How do you think the American public, even as supine as it is, would respond if the Federal government were to attempt to re-assign everybody’s children to other parents; to force everybody to burn their Bibles and other religious or ideological texts; or even to confiscate everybody’s guns? More importantly, what kind of response do you think the government would expect? The answer, of course, is mass resistance, including, but not limited to, evasion and civil disobedience.

Why do I classify civil disobedience and evasion as “resistance”? Here, I define resistance as the assertion of control over one’s own person and rightful property in defiance of the State’s pretensions, or helping others to do the same. Under this definition, resistance is not limited to repelling aggression with countervailing force or the threat of countervailing force. Civil disobedience qualifies as resistance, because the disobeyer is asserting control over his own person and rightful property by conspicuously refusing to follow State dictates, even if he does not put up a fight when State agents comes to arrest or otherwise expropriate him. Evasion qualifies as resistance, because it is simply a surreptitious (and noble) assertion of control over one’s person and rightful property in defiance of the State. The importance of evasion for the effective defense of liberty is the chief reason that mass surveillance is such a tyrannical threat.

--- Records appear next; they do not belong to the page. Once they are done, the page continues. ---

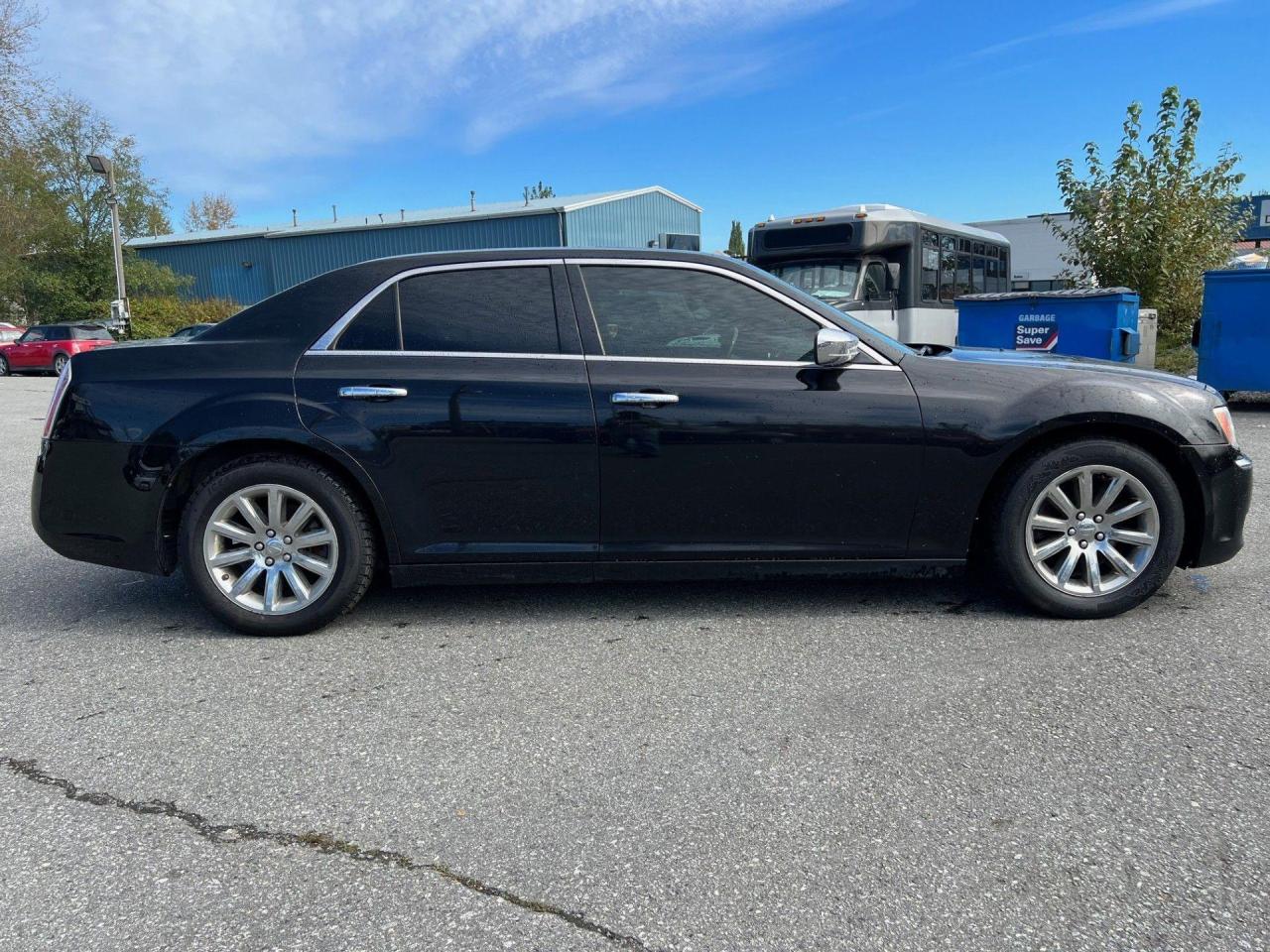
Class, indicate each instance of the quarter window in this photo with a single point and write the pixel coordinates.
(490, 309)
(677, 312)
(375, 326)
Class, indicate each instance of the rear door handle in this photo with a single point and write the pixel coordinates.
(372, 393)
(645, 399)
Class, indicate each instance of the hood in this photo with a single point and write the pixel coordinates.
(1060, 362)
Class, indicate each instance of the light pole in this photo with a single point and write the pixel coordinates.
(119, 306)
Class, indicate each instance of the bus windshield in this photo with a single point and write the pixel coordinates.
(828, 281)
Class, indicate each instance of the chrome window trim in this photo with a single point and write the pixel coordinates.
(445, 353)
(743, 363)
(326, 340)
(883, 362)
(471, 354)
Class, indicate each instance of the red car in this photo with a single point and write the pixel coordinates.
(49, 347)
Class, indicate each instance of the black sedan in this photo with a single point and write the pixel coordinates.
(583, 416)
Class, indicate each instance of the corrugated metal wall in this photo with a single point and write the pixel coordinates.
(304, 257)
(239, 270)
(252, 268)
(629, 222)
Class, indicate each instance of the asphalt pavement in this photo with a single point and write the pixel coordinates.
(742, 767)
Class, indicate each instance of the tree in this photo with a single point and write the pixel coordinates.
(1156, 218)
(539, 190)
(18, 87)
(56, 261)
(209, 212)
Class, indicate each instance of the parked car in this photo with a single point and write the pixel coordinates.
(581, 416)
(50, 347)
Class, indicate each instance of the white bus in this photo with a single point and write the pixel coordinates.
(893, 268)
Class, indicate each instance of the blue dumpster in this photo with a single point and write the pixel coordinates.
(1234, 330)
(1083, 321)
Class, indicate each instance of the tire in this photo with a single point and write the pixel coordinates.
(1124, 558)
(285, 552)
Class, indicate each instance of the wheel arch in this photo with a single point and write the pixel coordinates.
(194, 467)
(1160, 444)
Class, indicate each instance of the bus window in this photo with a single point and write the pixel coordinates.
(961, 286)
(930, 266)
(828, 281)
(875, 281)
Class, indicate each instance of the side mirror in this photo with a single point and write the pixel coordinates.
(835, 348)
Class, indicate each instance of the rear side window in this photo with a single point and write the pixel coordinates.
(375, 326)
(685, 313)
(490, 309)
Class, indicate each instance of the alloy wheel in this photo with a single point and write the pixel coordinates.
(271, 548)
(1092, 531)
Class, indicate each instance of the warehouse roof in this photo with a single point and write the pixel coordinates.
(390, 220)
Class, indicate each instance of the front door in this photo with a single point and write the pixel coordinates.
(719, 435)
(456, 391)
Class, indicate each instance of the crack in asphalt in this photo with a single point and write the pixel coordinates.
(230, 833)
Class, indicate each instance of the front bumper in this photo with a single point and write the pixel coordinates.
(95, 502)
(1224, 479)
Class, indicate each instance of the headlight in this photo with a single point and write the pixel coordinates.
(1222, 414)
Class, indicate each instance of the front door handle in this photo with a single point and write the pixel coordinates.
(645, 399)
(372, 393)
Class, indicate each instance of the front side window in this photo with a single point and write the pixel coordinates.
(677, 312)
(483, 309)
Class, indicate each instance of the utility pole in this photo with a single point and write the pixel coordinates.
(119, 306)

It is primarily because of the expectation of mass resistance that the State does not and will not soon even dare to attempt such outrages as the hypothetical ones listed above, at least not until it manages to induce, through ideological indoctrination, propaganda, and fear-mongering, a mass shift in public opinion toward greater statism. Otherwise, wouldn’t it be in the interests of those in the State to, with such brazen grabs, demolish rival bonds and loyalties, delete inconvenient doctrines, and confiscate potential tools for resistance?

It is ultimately thanks to this potential resistance, and not thanks to any constitutions, laws, or “advocates” within the State, that we still retain whatever limited inviolable rights we still have. This truth has crucial implications for libertarian strategy.